Security delays sometimes forced businessmen to leave meetings earlier to catch their flights, he said.

“You had to allow more time,” Polacek said. “There is nothing quite like holding a flight anymore.”

Most people have been patient with the heightened surveillance in the months following 9/11, Sheehan said.

“As time went on, people became less patient,” he said. “They get more anxious.”

Passengers have become more aware of what can go through screening, reducing some of the delays.

“The public just got used to it,” said Raymond Porsch, a Johnstown businessman and former member of the Johnstown-Cambria County Airport Authority.

In addition, the Transportation Security Administration’s TSA PreCheck program and the United States Customs Service’s Global Entry program allow frequent travelers to bypass the lines, “making things faster for everyone,” Porsch said.

A five-year membership costs $ 85 for TSA PreCheck or $ 100 for Global Entry. Either membership allows travelers to use the PreCheck screening line, while Global Entry helps international travelers reduce time spent through customs.

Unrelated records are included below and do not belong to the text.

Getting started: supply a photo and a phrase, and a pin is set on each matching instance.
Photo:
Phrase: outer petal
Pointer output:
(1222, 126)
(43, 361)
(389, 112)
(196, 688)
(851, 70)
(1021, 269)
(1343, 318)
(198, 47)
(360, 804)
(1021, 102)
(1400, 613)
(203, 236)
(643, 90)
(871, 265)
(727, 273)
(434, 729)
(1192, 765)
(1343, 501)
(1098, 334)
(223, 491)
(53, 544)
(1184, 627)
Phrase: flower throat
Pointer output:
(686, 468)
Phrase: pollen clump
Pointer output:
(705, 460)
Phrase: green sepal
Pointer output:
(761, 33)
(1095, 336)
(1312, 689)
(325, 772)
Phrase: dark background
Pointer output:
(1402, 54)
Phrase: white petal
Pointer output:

“It allows me to get in and out of the country very quickly,” Porsch said. “I’m at customs in about 10 to 15 minutes.”

Screening processes represent a fundamental change in the approach to security. The National Commission on Terrorist Attacks described the loopholes that allowed 19 terrorists to board four commercial planes on September 11, 2001.

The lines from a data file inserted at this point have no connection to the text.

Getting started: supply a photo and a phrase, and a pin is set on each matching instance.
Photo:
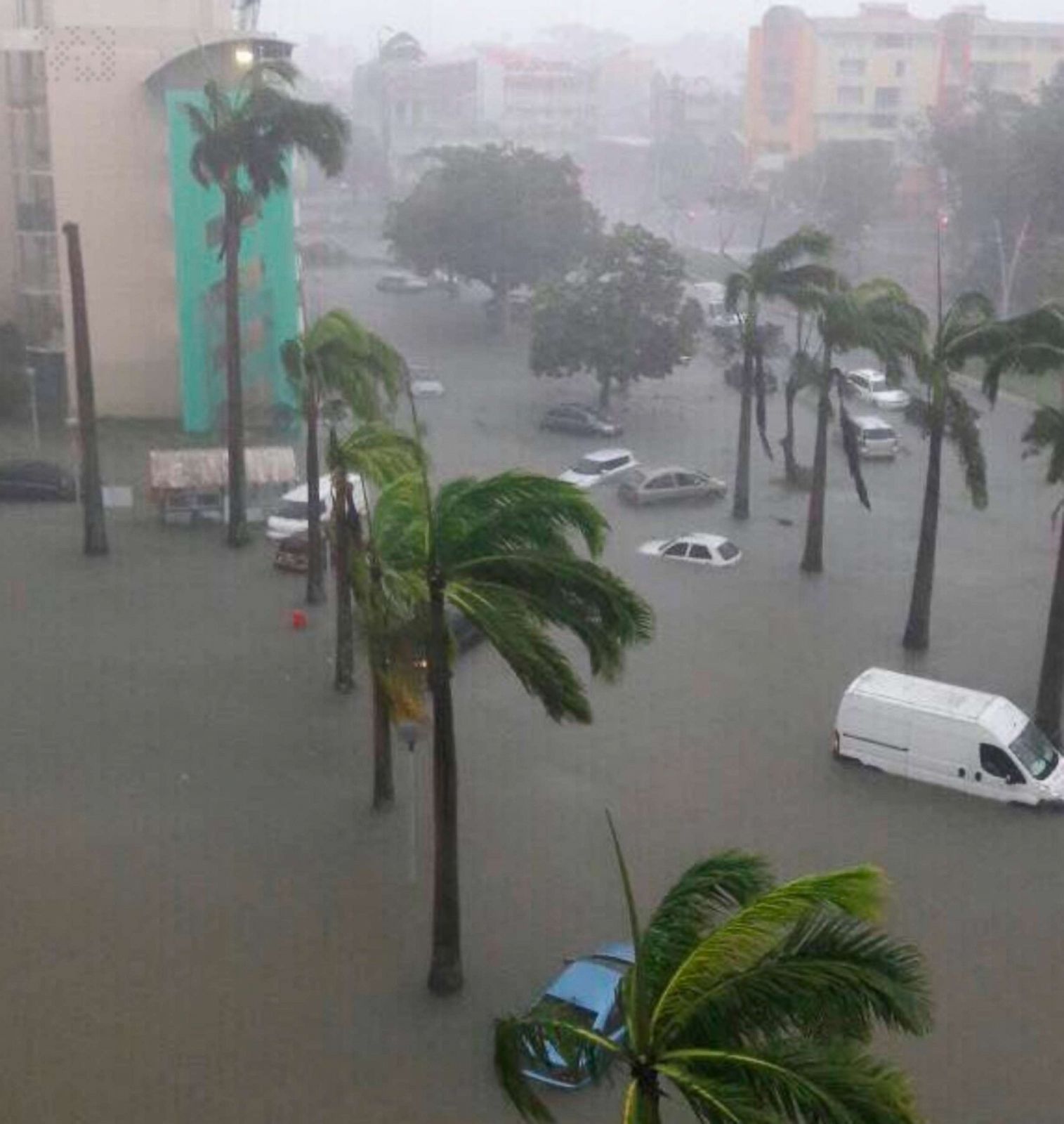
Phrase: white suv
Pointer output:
(872, 387)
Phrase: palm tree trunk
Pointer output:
(445, 974)
(741, 497)
(1051, 683)
(918, 627)
(343, 528)
(383, 778)
(237, 530)
(95, 537)
(813, 559)
(315, 578)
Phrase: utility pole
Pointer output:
(91, 488)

“Federal rules require air carriers to conduct an incendiary check in hold baggage,” read the commission’s preliminary findings.

“At the (passenger) checkpoint, metal detectors were calibrated to detect firearms and large knives … In most cases, these checks were carried out by contracted security companies. with the responsible air carrier. “

“All they worried about was the guns,” Polacek said. “It created a whole new dynamic.”

Business leaders and most travelers have accepted the changes as necessary to protect the public and the nation, Sheehan said.

“It was all in the name of security,” he said.